Abus de majorité : comment se défendre ?

L’abus de majorité est une situation dans laquelle les associés majoritaires d’une société prennent des décisions contraires à l’intérêt social ou aux droits des minoritaires. Il s’agit d’un comportement fautif qui peut engager la responsabilité des associés majoritaires et donner lieu à des sanctions. Comment détecter un abus de majorité ? Quels sont les moyens d’action dont disposent les associés minoritaires ? Cet article vous explique tout.

Qui peut agir en abus de majorité (recevabilité de l’action) ?

Avant même de définir juridiquement les conditions de l’abus de majorité, il convient de déterminer, sans préjuger du fond, qui peut agir sur ce fondement.
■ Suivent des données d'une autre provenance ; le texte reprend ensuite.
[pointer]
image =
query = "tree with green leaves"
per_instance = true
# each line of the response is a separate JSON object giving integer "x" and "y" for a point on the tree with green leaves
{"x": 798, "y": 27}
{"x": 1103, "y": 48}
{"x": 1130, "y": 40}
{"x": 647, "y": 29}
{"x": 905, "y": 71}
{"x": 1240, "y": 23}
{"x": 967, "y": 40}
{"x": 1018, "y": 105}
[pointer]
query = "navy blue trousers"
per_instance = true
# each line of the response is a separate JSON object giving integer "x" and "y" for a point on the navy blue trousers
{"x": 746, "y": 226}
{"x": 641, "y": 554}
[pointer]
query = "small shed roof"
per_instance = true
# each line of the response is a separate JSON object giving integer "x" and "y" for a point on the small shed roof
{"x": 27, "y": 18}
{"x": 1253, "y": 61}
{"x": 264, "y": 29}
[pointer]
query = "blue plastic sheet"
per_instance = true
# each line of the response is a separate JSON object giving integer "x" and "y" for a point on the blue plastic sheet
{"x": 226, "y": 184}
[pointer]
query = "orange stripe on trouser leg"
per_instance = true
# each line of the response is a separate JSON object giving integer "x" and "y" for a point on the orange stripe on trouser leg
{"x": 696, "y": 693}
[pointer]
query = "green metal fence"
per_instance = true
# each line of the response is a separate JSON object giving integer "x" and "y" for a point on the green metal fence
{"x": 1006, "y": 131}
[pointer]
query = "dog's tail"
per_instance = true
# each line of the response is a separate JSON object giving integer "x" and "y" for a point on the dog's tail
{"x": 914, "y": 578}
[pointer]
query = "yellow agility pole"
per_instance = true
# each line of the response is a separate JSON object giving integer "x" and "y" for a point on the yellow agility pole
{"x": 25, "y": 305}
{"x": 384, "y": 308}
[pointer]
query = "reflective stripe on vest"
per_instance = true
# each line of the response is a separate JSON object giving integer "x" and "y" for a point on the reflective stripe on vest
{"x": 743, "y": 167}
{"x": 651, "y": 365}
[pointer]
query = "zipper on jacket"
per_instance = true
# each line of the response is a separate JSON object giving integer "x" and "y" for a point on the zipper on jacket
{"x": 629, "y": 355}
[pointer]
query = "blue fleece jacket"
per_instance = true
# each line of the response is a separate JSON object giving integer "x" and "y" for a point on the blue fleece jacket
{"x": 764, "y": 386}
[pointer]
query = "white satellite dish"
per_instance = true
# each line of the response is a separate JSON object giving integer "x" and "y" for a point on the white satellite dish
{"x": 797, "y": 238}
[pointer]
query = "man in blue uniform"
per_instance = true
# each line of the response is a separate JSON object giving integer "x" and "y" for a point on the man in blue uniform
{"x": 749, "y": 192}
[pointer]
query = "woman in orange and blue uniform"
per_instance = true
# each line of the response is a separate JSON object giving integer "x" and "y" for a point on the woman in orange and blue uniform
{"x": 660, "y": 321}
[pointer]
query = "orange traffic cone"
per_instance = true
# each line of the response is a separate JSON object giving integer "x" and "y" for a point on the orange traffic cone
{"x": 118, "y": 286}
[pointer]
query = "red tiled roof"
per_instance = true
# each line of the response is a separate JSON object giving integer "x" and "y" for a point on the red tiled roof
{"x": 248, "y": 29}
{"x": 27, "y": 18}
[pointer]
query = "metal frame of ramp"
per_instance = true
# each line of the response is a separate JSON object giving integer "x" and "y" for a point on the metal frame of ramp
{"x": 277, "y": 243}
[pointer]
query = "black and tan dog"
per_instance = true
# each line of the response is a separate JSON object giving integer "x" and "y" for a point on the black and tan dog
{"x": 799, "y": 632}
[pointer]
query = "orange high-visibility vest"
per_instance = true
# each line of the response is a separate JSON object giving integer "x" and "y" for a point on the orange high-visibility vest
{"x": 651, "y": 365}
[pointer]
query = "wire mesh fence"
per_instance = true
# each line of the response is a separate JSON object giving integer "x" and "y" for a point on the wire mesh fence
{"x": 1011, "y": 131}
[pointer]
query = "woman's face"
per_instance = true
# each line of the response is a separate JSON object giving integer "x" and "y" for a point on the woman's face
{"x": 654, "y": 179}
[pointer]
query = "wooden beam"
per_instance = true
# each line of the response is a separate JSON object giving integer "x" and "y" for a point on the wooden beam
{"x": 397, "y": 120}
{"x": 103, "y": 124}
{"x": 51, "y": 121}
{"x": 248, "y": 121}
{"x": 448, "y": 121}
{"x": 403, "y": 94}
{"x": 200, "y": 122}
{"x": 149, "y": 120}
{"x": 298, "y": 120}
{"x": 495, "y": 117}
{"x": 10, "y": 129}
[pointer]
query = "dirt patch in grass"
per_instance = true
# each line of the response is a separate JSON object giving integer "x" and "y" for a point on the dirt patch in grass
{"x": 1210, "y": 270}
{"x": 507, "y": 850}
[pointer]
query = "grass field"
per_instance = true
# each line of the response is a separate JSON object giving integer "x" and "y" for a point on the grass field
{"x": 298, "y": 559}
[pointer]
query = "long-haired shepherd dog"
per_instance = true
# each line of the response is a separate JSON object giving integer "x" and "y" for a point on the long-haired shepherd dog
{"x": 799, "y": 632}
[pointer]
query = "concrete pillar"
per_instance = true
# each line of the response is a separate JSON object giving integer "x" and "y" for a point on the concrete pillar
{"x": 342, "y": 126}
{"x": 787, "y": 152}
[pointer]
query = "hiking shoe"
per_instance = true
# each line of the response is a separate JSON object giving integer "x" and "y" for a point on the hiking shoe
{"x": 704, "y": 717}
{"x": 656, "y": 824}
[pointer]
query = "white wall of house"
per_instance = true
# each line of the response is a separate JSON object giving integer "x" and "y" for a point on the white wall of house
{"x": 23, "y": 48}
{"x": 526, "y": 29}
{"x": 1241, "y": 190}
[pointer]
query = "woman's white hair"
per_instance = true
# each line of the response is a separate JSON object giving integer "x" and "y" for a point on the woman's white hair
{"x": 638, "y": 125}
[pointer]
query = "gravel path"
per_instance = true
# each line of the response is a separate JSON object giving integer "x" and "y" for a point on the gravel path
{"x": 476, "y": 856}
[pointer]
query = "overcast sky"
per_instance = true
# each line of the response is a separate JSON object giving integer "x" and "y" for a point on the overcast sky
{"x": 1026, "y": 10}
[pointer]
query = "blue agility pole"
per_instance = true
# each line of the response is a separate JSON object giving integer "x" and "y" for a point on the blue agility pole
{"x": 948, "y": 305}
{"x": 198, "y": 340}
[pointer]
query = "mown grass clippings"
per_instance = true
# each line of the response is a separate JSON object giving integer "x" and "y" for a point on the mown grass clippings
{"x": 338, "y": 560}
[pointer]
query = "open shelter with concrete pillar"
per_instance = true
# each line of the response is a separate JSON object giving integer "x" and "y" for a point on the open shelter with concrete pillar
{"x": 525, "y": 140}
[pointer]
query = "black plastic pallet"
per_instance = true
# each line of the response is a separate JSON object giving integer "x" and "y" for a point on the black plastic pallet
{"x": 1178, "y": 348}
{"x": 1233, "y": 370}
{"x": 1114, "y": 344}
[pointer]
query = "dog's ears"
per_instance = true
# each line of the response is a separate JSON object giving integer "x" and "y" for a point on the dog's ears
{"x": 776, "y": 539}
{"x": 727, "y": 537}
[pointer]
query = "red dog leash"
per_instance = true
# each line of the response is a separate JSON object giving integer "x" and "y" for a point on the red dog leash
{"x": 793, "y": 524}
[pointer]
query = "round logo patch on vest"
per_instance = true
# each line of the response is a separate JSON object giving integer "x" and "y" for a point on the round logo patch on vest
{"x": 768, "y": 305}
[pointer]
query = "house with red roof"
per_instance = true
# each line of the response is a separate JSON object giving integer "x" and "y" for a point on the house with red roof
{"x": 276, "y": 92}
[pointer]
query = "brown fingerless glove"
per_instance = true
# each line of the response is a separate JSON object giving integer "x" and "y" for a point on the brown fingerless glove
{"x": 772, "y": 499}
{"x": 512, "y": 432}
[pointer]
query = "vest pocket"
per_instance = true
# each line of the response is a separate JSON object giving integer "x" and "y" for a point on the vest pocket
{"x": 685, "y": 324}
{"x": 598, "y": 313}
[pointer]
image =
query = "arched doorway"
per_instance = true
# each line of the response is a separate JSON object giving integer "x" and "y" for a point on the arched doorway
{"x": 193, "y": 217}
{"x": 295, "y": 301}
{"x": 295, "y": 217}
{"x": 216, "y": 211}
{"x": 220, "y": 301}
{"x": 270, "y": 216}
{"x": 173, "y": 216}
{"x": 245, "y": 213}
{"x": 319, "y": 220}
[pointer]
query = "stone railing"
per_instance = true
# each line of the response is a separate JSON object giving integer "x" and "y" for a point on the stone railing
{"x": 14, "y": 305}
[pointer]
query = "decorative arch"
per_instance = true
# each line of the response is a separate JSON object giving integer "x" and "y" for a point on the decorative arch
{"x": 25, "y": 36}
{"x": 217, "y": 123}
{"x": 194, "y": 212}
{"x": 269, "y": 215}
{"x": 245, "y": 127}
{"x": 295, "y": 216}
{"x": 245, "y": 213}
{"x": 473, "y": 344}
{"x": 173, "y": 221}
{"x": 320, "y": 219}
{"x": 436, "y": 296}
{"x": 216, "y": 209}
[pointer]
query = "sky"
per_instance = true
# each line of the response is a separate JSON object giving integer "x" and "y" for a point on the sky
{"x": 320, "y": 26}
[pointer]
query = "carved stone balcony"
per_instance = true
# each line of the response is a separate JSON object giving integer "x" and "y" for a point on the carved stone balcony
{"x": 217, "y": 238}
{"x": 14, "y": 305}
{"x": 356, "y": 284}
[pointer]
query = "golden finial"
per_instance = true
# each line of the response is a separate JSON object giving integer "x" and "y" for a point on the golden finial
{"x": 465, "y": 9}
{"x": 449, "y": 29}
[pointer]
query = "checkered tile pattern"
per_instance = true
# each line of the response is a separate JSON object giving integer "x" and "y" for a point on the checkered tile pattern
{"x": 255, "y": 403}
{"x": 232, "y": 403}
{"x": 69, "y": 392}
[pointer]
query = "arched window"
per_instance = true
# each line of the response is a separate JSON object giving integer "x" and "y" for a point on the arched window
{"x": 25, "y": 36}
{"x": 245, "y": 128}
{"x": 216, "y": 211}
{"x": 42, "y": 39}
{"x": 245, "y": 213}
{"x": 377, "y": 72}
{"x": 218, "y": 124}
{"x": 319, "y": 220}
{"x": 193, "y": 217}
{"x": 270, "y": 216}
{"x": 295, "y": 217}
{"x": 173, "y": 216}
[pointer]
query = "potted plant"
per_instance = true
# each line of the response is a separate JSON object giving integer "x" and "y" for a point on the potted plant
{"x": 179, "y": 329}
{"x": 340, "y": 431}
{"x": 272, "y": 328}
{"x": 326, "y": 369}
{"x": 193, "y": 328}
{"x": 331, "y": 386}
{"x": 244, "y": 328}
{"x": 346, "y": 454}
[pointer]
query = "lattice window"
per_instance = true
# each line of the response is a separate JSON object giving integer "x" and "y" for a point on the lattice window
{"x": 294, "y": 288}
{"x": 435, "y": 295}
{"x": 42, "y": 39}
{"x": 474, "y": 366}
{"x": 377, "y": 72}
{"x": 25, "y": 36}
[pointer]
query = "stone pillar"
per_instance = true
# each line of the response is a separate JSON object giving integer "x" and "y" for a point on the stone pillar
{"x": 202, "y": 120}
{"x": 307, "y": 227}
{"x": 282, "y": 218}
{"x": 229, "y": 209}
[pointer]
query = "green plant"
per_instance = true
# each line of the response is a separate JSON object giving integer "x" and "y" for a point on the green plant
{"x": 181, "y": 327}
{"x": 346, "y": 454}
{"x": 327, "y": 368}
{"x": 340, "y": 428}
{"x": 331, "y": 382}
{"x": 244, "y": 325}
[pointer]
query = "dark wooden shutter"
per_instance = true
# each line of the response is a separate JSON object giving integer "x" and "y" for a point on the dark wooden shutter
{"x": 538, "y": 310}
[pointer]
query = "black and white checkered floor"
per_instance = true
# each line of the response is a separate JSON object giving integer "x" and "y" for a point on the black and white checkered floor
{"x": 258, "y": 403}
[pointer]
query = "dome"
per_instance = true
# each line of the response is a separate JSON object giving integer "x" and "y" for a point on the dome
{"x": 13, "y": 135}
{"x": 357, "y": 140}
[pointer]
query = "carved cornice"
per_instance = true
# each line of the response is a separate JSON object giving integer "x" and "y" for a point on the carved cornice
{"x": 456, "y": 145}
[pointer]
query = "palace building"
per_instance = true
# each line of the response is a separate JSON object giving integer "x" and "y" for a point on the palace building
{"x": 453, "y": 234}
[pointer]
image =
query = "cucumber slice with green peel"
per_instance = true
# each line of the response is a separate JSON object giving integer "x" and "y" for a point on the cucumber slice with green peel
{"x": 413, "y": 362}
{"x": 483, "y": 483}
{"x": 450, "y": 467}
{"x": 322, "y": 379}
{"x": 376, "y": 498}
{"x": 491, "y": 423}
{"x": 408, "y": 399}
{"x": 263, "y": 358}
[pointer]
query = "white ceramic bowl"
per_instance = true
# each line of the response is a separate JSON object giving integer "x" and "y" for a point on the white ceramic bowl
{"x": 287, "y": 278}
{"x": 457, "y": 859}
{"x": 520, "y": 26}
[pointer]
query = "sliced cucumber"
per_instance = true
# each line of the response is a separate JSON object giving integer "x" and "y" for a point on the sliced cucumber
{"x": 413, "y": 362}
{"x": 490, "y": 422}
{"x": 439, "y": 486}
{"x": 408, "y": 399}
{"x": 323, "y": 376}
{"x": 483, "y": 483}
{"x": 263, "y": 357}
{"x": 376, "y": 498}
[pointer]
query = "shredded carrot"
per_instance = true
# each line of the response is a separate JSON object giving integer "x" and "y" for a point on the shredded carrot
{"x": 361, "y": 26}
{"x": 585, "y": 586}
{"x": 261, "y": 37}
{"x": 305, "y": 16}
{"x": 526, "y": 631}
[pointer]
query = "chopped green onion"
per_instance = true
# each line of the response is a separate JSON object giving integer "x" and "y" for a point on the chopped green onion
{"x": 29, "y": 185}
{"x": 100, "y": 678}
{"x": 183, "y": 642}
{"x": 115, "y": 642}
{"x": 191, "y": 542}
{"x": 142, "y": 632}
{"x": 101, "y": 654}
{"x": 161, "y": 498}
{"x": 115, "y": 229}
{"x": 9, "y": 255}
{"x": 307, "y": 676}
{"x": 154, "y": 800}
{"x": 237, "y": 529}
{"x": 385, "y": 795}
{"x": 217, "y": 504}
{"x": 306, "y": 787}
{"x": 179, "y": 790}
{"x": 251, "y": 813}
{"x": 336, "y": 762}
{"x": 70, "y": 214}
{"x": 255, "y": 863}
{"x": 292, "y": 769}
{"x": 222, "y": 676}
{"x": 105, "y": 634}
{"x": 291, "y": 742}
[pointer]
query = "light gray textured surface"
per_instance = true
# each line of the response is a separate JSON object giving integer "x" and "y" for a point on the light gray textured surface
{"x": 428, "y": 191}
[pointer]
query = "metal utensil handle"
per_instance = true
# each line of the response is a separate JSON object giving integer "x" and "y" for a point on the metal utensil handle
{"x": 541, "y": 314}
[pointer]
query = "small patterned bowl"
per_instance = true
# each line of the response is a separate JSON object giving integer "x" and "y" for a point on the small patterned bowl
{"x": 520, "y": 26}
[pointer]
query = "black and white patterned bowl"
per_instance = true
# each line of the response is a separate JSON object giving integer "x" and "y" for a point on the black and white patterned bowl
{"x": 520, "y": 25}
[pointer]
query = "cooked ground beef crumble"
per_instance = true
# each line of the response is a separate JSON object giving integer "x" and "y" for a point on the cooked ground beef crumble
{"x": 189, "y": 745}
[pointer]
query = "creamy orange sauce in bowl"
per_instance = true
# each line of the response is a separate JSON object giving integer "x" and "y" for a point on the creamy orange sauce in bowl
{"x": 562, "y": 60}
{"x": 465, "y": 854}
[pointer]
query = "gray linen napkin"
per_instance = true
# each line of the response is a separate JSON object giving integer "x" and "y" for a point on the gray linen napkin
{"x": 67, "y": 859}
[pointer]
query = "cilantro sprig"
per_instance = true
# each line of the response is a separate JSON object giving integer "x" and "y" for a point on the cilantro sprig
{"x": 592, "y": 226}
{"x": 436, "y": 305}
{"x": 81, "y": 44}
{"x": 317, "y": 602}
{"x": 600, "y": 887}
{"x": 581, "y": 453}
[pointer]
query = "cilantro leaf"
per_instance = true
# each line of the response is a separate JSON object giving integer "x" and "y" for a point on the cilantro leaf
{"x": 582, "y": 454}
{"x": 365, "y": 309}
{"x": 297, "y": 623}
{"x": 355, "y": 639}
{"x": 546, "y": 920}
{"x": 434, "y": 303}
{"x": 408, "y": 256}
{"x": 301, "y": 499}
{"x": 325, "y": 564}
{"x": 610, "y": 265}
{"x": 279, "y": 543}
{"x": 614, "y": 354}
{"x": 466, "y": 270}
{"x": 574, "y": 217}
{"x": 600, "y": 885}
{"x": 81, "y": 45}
Sont recevables agir en abus de majorité (et notamment pour l’action en nullité) au nom de la société :

  • son dirigeant (Cass. com. 21-1-1997 n° 94-18.883 P : RJDA 4/97 n° 525)
  • une personne qui n’avait pas encore la qualité d’associé à l’époque où la décision litigieuse a été prise (Cass. com. 4-7-1995 n° 93-17.969 P : RJDA 8-9/95 n° 994).
  • des associés qui ont voté en faveur de l’adoption de la résolution litigieuse adoptée à la majorité (Cass. 3e civ. 19-7-2000 n° 98-17.258 FS-PB : RJDA 12/00 n° 1122) ou même à  l’unanimité ; CA Lyon 14-5-2009 n° 08-4126 (en cas d’unanimité ce sera jugé malfondé)

Qu’est-ce que l’abus de majorité ?

L’abus de majorité est défini par l’article 1844-10 du Code civil comme le fait pour un ou plusieurs associés de “prendre sciemment une décision qui, dans leur seul intérêt personnel, est contraire à l’intérêt de la société ou à celui des autres associés”. Il s’agit donc d’un abus de pouvoir qui vise à favoriser les associés majoritaires au détriment de la société ou des minoritaires.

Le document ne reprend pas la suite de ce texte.